Sample Band-6 response.

(a) Baseline mortgage repayment.

r = 0.054 / 12 = 0.0045; n = 25 × 12 = 300. (1.0045)³⁰⁰ = 3.83894. M = 500,000 × 0.0045 / (1 − 1/3.83894) = 2,250 / 0.73954 = $3,042.46/month. [1 mark]

Total paid = 3,042.46 × 300 = $912,738. Total interest = 912,738 − 500,000 = $412,738. [1 mark]

(b) Strategy outcomes at age 65 (30-year horizon).

Strategy C. r = 0.06/12 = 0.005; n = 360. (1.005)³⁶⁰ = 6.02257. Annuity factor = 5.02257/0.005 = 1,004.515. FV = 1,000 × 1,004.515 = $1,004,515. [1 mark]

Strategy B. Same r = 0.06/12 = 0.005, same a = $1,000/month, same n = 360 (super tax wrapper is already baked into the 6.0% net rate). FV = $1,004,515. [1 mark]

Strategy A. The $1,000/month extra repayment avoids interest at 5.4% over the original mortgage horizon. Approximating using the same annuity formula with r = 0.054/12 = 0.0045 and n = 300 (mortgage runs out at age 60), then re-investing the residual surplus for 5 more years at 6.0%: FV ≈ 1,000 × [(1.0045)³⁰⁰ − 1]/0.0045 × (1.06)⁵ = 1,000 × 631.32 × 1.3382 = $844,632. [1 mark]

Units check. All three figures are dollar values at age 65 (or, for Strategy A, the equivalent value of avoided interest + reinvested surplus). They are comparable. [1 mark]

(c) Ranking and recommendation.

Ranking: C ≈ B ($1.00M) > A ($845k). [1 mark]

A Band-6 student should recommend Strategy B (salary sacrifice into super) on a tie-breaker over C: the dollar FV is identical to C, but the super contribution is taxed at the entry-side concessional rate of 15% rather than the marginal 32.5–37% the investor would pay on the same dollar going into Strategy C — so each $1,000 of pre-tax surplus buys more units in super than in the open-market fund.

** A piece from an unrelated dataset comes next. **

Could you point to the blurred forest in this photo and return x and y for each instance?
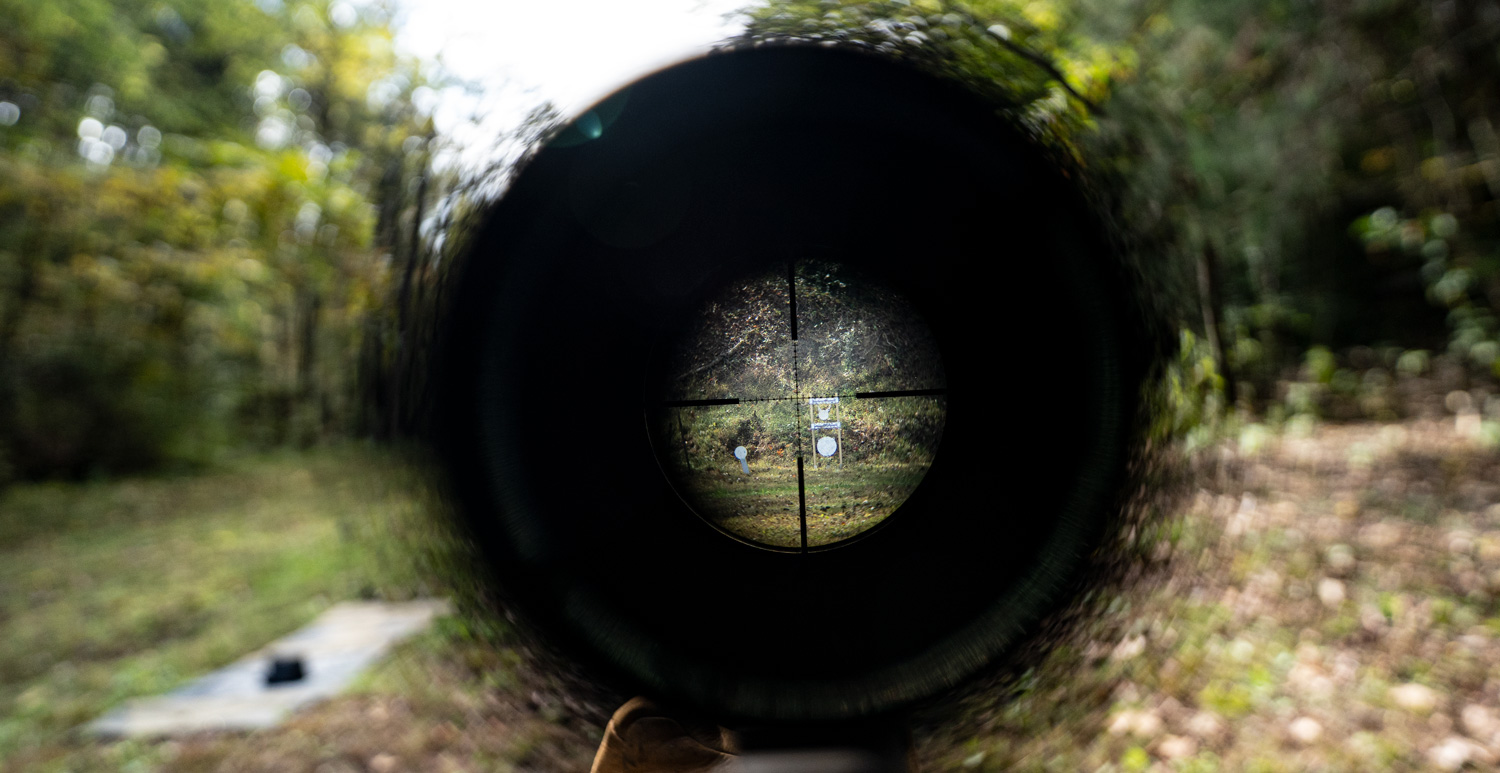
(206, 212)
(1311, 191)
(224, 224)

Strategy A loses on dollar outcome because the loan rate (5.4%) is below the investment rate (6.0%) — the synthesis principle is invest the surplus whenever rinvestment > rloan on an after-fee, after-tax basis; pay down the loan only when the comparison flips. [1 mark]

Total: 8/8.

Band descriptors for marker.

Band 3: Correct M, total interest stated; one of three FVs computed. ≈ 3 marks.

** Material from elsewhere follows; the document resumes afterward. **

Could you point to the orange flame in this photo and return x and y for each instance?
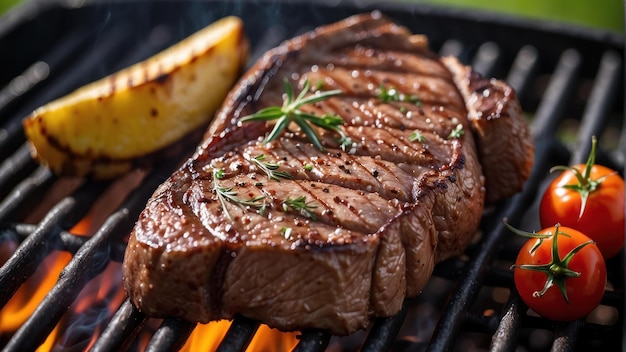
(100, 298)
(29, 295)
(207, 337)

Band 4: M and interest correct, Strategies B and C FVs both correct (and identified as equal), Strategy A estimated but not converted to comparable units. (c) names a ranking but no rule. ≈ 5 marks.

Band 5: All three FVs correct and comparable, ranking justified, (c) names the rinvestment > rloan rule but does not pick a tie-breaker between B and C. ≈ 6–7 marks.

Band 6: Full calculations, units check, ranking with explicit tie-breaker (super entry-side tax beats marginal-rate investing), and the synthesis rule articulated as an if-then on the rate comparison. 8/8.